In Silico Evaluation of ERQ Bioactive Tripeptide as an Anticancer Agent and an Inhibitor of SARS-CoV-2 Enzymes
Year 2024,
Volume: 83 Issue: 1, 34 - 41, 30.05.2024
Gözde Yılmaz
,
Sefa Çelik
,
Ayşen Erbölükbaş Özel
,
Sevim Akyüz
Abstract
Objective: Short peptides play a significant role in exploring drugs with higher selectivity and fewer side effects in cancer and COVID-19 therapies. This study evaluated the anticancer and anti-COVID-19 activities of Glu-Arg-Gln (ERQ) tripeptide for the first time. To discover the potentiality of the tripeptide as an anticancer and as a SARS-CoV-2 inhibitor, molecular docking analysis of ERQ tripeptide with DNA (PDB ID: 1BNA) and a variety of SARS-CoV-2 enzymes, namely. Main protease (PDB IDs: 6M03, 6LU7) and Spike glycoprotein (PDB ID: 6VXX) were performed.

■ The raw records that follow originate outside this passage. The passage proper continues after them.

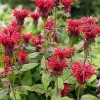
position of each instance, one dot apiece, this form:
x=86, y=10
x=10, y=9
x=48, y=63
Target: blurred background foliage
x=79, y=8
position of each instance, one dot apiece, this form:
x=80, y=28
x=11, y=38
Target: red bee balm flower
x=65, y=91
x=82, y=72
x=22, y=57
x=9, y=37
x=74, y=27
x=56, y=65
x=50, y=24
x=6, y=60
x=20, y=15
x=26, y=37
x=44, y=7
x=66, y=5
x=35, y=17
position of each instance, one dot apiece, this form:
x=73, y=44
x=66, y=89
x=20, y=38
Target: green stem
x=78, y=94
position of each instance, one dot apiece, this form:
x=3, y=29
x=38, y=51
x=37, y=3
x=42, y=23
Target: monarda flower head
x=65, y=91
x=26, y=37
x=44, y=7
x=20, y=15
x=56, y=65
x=66, y=5
x=74, y=27
x=9, y=37
x=22, y=57
x=50, y=24
x=82, y=72
x=35, y=17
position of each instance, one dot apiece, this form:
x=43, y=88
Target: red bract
x=50, y=24
x=65, y=91
x=74, y=27
x=9, y=37
x=26, y=37
x=90, y=31
x=61, y=53
x=82, y=72
x=6, y=60
x=66, y=5
x=44, y=7
x=20, y=15
x=56, y=65
x=35, y=17
x=55, y=38
x=22, y=56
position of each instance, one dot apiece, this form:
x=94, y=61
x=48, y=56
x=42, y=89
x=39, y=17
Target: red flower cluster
x=65, y=91
x=74, y=27
x=50, y=24
x=6, y=70
x=6, y=60
x=37, y=41
x=66, y=5
x=20, y=15
x=9, y=37
x=26, y=37
x=44, y=7
x=82, y=72
x=56, y=65
x=35, y=17
x=22, y=57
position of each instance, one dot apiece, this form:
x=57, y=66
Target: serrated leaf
x=29, y=66
x=60, y=83
x=3, y=93
x=38, y=88
x=88, y=97
x=46, y=80
x=33, y=55
x=27, y=79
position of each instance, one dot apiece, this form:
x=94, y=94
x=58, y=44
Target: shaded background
x=79, y=8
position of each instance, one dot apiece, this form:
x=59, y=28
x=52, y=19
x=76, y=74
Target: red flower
x=74, y=27
x=6, y=60
x=61, y=53
x=6, y=70
x=55, y=38
x=37, y=42
x=44, y=7
x=9, y=37
x=65, y=91
x=26, y=37
x=66, y=5
x=22, y=55
x=50, y=24
x=82, y=72
x=90, y=32
x=20, y=15
x=56, y=65
x=35, y=17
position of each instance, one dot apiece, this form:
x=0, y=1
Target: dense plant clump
x=49, y=65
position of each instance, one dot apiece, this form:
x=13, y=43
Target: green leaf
x=3, y=93
x=60, y=38
x=66, y=74
x=46, y=80
x=88, y=97
x=92, y=79
x=43, y=63
x=60, y=83
x=33, y=55
x=66, y=98
x=27, y=79
x=38, y=88
x=29, y=66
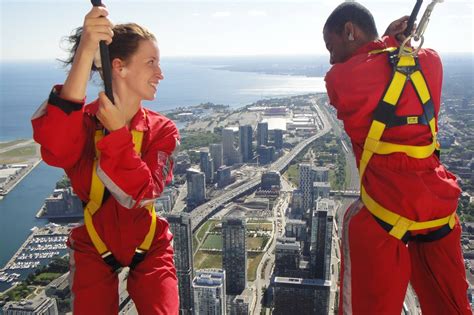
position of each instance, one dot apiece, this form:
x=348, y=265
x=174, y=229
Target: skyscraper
x=262, y=133
x=270, y=180
x=234, y=258
x=217, y=155
x=321, y=239
x=278, y=138
x=301, y=296
x=321, y=174
x=196, y=187
x=228, y=148
x=306, y=185
x=266, y=154
x=209, y=292
x=206, y=164
x=180, y=226
x=245, y=140
x=287, y=257
x=223, y=176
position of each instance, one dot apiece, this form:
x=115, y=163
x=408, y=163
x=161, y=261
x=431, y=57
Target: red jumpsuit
x=65, y=131
x=377, y=267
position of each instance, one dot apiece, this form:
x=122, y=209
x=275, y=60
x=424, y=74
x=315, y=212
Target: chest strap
x=405, y=68
x=95, y=202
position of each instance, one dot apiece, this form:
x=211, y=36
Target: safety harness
x=95, y=201
x=405, y=68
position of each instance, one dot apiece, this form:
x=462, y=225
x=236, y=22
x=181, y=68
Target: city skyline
x=224, y=28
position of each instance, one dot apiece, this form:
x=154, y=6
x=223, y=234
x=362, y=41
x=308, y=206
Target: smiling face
x=142, y=73
x=337, y=47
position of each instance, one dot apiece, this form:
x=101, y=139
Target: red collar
x=138, y=122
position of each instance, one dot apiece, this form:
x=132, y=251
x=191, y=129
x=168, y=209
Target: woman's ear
x=118, y=67
x=349, y=31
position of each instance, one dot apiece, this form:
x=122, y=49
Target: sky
x=34, y=29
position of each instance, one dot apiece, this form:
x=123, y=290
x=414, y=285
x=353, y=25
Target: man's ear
x=349, y=31
x=118, y=67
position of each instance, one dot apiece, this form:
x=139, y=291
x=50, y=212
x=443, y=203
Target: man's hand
x=111, y=116
x=397, y=27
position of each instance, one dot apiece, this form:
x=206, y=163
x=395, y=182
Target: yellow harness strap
x=95, y=201
x=405, y=70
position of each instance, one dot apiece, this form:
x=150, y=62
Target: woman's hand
x=111, y=116
x=96, y=27
x=397, y=27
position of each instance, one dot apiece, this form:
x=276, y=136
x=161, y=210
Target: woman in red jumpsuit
x=65, y=129
x=376, y=266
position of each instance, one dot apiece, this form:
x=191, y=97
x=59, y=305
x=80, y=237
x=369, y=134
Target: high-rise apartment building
x=262, y=133
x=321, y=239
x=196, y=187
x=207, y=165
x=217, y=155
x=245, y=140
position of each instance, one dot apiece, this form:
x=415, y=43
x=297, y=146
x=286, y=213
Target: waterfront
x=19, y=207
x=41, y=246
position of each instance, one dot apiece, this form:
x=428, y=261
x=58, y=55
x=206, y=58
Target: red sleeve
x=58, y=127
x=135, y=181
x=331, y=91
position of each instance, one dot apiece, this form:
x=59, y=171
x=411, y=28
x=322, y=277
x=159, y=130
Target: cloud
x=257, y=13
x=221, y=14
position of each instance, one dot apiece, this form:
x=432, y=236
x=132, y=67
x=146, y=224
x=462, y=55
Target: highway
x=203, y=212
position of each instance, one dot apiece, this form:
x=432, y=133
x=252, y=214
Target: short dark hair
x=351, y=12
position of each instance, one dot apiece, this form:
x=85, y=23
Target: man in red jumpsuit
x=376, y=266
x=62, y=127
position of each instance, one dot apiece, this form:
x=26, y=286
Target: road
x=410, y=304
x=17, y=146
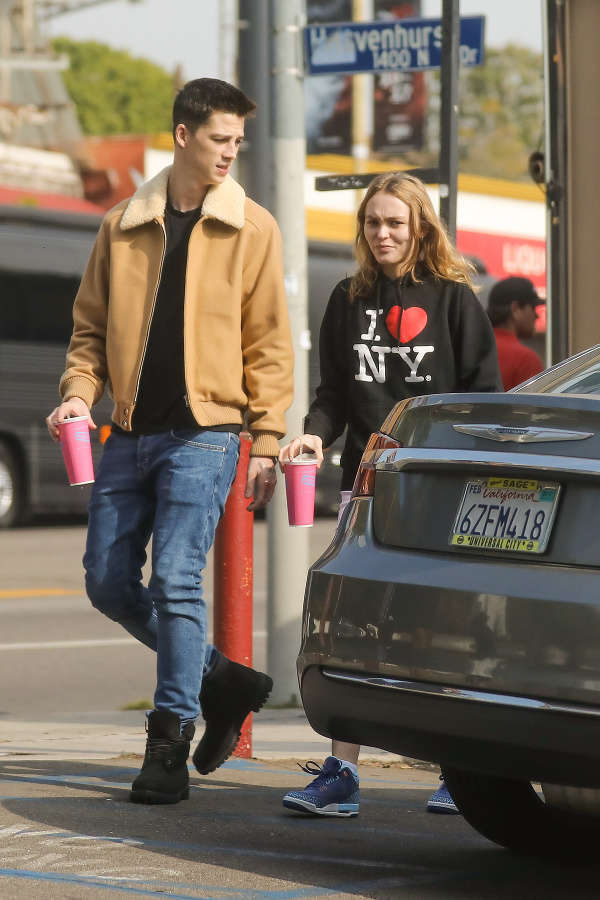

Materials and Methods: To determine the binding efficiency of ERQ to target DNA and proteins, molecular docking processes were carried out using the Autodock Vina program. The sorts of bonds and interacting residues in ERQ/DNA and ERQ/protein complexes were determined.
Results: Molecular docking simulations of ERQ tripeptide against 1BNA, 6M03, 6LU7, and 6VXX were performed, and the interactions between the docked ligand and target residues were determined. The binding mechanisms of ERQ with the receptors were clarified. The binding affinities of ERQ towards the targets were predicted to be between -6.3 and -6.7 kcal/mol. ERQ showed the highest binding affinity to Spike glycoprotein (6VXX), with an estimated binding energy of -6.7 kcal/mol.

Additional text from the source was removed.